Mt 10,35Car je suis venu séparer le fils de son père, la fille de sa mère, et la bru de sa belle-mère; 

Certains diront encore qu'il est injuste de parler d'amour divin en Jésus puisqu'il dit avec fermeté qu'il veut séparer les membres d'une même famille. En réalité, selon ce qui vient d'être dit au sujet du précédent verset, il faut plutôt conclure que certains auront une volonté plus forte, une force plus élevée, une résignation plus courageuse d'accepter ce glaive qui détachera l'âme des liens de la terre, redonnant ainsi la pleine soumission du corps à l'âme, comme ce fut à l'origine, avant que Adam ne péchât. Mais combien sont prêts à accepter cela ? Le jeune riche qui demandait à Jésus comment devenir parfait, préféra ne pas tout quitter pour suivre Notre Seigneur. C'est pourquoi, certains, animés d'un amour très fort, accepteront de tout quitter pour Jésus, au point même de se fâcher avec leur famille. Ces conflits familiaux seront la preuve tangible de ce terrible combat de la chair contre l'esprit, de la chair esclave du démon contre l'esprit esclave de l'Esprit.
Pourquoi Saint Matthieu cite trois liens familiaux ? Pour rappeler cette perfection trinitaire issue de Dieu combattant la triple concupiscence issue de la chair. Et pourquoi ces liens, le fils de son père, la fille de sa mère et la bru de sa belle-mère
? Parce que le fils reçoit du père la capacité d'engendrer, la fille reçoit de la mère la capacité d'enfanter et la bru reçoit de la belle-mère la soumission et le respect dûs à son rang et son nouveau lien familial. L'auteur montre ainsi que le glaive, la foi en Jésus-Christ, engendre dans le monde un nouvel homme non pas selon la chair mais selon l'Esprit, enfante un nouvel enfant - un petit - non pas selon la chair mais selon l'Esprit tout en lui donnant les nobles sentiments de soumission et de respect que tout chrétien possède envers son Créateur, sentiments infiniment supérieurs à ceux qu'il possède envers ses géniteurs.
 

Mt 10,36et on aura pour ennemis les gens de sa propre maison. 

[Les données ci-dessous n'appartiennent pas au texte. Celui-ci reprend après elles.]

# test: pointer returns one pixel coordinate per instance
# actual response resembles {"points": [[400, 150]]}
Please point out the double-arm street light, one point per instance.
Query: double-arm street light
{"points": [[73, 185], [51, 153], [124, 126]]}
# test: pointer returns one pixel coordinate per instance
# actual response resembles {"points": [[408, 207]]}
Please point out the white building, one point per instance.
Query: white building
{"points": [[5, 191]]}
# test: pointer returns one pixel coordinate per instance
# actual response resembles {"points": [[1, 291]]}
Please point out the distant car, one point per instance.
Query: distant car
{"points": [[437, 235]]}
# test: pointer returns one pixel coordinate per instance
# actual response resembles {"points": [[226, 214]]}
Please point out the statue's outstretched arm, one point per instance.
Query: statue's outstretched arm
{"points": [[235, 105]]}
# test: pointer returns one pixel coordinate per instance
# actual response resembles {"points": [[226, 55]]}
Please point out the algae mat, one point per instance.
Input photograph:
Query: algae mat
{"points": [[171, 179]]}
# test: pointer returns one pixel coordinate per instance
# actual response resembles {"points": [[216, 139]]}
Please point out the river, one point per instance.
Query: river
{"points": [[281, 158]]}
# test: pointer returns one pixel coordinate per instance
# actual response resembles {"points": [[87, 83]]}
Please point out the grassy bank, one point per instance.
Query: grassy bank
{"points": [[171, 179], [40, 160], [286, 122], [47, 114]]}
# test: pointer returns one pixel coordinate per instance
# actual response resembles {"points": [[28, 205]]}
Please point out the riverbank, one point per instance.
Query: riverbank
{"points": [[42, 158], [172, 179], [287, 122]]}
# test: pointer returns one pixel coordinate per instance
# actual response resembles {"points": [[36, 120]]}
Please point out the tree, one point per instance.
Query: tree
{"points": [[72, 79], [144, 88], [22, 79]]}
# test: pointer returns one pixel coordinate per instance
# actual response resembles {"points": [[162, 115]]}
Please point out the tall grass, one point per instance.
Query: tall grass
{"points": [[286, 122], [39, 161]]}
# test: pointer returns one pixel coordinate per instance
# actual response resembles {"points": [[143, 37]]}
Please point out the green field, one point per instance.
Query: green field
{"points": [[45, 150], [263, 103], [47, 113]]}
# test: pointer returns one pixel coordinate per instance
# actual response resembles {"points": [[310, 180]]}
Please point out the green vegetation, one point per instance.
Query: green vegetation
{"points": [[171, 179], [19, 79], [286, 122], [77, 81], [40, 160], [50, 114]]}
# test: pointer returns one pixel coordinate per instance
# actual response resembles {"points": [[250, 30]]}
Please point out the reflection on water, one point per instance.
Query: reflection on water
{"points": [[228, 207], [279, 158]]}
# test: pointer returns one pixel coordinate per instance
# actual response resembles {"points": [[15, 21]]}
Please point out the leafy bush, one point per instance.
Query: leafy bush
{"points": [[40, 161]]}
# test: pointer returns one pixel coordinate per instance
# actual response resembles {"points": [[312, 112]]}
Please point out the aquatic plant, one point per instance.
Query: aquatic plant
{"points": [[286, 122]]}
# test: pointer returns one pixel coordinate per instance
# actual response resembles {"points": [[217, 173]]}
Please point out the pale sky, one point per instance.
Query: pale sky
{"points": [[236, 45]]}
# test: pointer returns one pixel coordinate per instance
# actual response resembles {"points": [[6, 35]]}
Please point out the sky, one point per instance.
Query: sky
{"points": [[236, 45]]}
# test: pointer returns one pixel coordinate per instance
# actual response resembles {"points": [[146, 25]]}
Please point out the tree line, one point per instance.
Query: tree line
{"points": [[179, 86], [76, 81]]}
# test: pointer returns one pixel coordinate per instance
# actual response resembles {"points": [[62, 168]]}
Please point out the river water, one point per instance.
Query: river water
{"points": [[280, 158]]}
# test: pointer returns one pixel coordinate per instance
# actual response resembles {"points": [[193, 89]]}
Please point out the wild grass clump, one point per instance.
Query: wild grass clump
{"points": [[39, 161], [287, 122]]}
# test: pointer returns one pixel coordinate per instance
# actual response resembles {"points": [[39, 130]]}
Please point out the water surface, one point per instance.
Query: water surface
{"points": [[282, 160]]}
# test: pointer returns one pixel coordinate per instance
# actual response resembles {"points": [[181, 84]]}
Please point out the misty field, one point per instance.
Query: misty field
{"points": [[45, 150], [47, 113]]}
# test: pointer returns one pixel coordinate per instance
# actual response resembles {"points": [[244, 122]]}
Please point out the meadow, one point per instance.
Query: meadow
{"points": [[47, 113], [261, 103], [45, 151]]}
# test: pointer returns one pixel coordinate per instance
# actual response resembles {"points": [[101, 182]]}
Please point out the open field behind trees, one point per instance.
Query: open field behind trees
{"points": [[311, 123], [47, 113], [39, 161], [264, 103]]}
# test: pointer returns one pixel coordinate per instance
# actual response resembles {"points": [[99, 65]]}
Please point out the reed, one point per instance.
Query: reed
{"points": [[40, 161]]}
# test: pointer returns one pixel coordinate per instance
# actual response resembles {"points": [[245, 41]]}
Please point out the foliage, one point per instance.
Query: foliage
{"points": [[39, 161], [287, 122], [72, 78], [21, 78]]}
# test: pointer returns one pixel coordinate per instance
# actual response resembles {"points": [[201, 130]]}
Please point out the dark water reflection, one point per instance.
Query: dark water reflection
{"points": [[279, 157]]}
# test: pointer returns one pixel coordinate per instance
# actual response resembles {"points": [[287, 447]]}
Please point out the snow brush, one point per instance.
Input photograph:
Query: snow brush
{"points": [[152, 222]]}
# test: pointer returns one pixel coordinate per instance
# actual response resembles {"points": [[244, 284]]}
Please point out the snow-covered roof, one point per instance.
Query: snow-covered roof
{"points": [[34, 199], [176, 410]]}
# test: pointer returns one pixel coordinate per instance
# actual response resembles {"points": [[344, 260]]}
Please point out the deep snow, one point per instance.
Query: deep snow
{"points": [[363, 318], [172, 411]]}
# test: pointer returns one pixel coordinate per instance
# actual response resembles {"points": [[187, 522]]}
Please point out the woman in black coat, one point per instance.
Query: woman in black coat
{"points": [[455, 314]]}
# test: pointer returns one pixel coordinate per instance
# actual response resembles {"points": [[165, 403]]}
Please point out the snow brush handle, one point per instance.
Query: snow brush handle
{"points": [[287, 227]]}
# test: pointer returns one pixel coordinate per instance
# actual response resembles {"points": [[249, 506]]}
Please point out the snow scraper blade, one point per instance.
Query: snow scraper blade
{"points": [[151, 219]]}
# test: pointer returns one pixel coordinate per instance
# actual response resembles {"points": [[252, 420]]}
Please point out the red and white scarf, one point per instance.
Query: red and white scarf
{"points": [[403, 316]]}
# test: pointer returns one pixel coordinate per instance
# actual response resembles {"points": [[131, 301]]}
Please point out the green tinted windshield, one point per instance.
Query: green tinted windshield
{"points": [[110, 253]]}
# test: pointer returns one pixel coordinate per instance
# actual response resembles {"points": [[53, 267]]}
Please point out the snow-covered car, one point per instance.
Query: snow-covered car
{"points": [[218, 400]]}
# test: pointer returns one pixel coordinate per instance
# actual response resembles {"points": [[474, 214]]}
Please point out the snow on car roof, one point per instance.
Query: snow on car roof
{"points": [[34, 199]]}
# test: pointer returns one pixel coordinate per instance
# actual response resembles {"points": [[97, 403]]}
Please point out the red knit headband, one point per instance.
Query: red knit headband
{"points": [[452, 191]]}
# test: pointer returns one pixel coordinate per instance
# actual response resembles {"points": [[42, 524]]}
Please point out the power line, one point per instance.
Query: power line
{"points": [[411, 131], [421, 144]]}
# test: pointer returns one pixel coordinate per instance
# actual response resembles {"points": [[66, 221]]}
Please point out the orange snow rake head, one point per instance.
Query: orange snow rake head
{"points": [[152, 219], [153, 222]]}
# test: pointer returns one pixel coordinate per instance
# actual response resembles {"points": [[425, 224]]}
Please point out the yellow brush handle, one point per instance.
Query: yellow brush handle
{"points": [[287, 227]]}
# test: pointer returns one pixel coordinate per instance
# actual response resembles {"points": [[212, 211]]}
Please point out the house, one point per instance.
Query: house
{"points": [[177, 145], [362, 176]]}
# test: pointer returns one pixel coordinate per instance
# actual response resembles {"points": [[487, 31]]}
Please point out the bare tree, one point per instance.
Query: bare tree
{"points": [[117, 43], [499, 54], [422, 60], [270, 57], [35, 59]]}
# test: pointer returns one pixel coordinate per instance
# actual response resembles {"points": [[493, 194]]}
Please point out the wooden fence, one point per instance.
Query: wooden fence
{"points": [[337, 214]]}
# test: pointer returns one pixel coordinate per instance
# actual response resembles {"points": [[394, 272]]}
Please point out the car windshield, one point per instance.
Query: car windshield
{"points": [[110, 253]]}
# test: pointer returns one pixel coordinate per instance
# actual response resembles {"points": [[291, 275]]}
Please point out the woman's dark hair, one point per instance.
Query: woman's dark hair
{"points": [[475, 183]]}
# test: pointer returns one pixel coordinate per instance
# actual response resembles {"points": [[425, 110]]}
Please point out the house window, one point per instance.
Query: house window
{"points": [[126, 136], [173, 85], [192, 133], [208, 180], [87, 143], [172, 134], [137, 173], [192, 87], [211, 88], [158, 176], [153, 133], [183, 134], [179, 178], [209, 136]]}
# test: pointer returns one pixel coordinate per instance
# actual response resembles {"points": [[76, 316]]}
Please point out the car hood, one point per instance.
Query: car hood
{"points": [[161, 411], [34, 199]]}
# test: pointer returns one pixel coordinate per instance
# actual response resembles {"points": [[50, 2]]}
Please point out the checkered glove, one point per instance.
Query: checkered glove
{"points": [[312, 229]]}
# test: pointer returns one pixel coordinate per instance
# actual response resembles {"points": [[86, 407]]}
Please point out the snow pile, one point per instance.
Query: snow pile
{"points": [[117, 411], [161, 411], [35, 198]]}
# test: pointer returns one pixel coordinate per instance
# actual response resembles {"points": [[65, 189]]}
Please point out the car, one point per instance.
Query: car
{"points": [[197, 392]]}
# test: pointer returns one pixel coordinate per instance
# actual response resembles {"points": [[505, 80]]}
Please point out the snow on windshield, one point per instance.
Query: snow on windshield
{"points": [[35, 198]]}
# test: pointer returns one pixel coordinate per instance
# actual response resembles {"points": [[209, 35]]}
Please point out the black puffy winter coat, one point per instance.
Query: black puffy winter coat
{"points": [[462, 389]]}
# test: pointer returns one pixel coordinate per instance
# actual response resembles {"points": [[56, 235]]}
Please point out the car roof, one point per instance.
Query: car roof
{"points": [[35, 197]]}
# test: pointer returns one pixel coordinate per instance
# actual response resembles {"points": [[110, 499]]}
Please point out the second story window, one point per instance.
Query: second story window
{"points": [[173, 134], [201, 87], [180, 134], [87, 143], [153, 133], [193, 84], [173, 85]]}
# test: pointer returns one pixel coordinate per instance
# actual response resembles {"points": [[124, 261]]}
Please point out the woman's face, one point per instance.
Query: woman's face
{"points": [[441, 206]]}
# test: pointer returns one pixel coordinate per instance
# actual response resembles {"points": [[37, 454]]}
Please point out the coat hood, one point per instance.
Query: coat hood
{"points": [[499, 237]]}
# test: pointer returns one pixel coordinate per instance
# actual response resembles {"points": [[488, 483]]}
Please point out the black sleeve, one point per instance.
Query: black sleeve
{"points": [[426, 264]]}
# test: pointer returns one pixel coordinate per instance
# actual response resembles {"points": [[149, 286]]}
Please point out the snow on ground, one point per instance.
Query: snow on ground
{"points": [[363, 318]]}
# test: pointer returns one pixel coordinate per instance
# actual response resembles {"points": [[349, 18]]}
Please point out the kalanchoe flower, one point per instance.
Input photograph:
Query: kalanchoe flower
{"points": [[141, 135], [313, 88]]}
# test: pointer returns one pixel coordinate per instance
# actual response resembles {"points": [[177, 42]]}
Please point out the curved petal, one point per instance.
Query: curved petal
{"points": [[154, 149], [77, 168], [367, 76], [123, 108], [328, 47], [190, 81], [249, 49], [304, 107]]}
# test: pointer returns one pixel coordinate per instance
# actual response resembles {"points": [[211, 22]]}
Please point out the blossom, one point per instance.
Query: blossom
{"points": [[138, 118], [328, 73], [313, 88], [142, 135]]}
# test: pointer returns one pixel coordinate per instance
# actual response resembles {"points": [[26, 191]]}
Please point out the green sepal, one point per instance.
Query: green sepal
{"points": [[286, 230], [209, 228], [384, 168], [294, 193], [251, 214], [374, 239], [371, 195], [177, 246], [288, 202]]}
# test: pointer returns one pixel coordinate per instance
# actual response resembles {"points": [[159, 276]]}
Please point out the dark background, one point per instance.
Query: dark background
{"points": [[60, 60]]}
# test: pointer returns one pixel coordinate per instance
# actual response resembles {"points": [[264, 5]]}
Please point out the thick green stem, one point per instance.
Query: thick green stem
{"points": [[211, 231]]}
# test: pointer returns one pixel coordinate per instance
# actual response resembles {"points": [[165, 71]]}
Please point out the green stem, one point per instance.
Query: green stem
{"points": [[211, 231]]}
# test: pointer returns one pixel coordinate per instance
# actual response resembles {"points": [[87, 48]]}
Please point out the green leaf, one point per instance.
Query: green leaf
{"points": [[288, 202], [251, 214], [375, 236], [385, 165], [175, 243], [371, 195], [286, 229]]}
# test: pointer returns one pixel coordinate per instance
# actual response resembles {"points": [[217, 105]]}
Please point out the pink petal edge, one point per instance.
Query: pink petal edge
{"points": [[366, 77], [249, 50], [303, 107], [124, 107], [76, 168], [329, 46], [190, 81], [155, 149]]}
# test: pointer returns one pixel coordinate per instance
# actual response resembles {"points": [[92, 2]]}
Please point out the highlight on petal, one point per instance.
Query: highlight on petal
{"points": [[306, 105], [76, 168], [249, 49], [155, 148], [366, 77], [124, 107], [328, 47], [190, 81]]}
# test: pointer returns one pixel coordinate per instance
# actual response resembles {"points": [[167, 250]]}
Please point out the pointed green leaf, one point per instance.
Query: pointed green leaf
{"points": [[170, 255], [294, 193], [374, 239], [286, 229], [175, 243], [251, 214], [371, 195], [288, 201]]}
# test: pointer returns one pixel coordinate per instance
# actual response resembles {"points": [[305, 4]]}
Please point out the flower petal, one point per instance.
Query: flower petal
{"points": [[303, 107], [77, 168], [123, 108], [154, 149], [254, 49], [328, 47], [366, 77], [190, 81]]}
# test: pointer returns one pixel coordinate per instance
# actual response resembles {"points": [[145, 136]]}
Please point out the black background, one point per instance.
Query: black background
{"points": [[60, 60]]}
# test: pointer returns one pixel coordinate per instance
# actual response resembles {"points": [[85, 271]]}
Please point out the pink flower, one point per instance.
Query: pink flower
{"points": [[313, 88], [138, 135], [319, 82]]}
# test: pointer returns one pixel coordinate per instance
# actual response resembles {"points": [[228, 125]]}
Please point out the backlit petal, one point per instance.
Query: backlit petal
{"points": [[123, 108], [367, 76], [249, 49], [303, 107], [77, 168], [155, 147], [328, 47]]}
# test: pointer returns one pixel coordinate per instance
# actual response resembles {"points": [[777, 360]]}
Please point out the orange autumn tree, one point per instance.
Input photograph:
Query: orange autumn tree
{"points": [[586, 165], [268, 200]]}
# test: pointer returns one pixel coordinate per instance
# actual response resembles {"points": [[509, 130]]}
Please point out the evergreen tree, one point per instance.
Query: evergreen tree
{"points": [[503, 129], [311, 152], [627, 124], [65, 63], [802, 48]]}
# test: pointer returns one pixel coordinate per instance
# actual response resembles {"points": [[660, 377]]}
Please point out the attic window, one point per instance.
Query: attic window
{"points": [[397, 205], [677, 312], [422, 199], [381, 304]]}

Jésus vient apporter aux hommes le glaive qui vient séparer l'esprit de la chair, non pas en tuant la chair puisque celle-ci est support de l'esprit et destiné à être ressuscitée, mais en détachant les liens de la chair privant l'âme de son élévation à laquelle elle est destinée. Puisque Jésus apporte ce glaive, il semble qu'il est aussi concerné puisqu'il ne s'adresse pas seulement aux disciples : lui-même est concerné par ce glaive, non parce que son corps n'est pas soumis à son âme, mais parce que lui-même sera rejeté par sa famille, non pas celle de la chair, mais ses proches, comme Saint Pierre ou Juda. Combien de disciples vont l'abandonner, prétextant qu'il a perdu la raison en disant qu'il faut manger sa chair pour être sauvé ou naître de nouveau pour obtenir la vie ! 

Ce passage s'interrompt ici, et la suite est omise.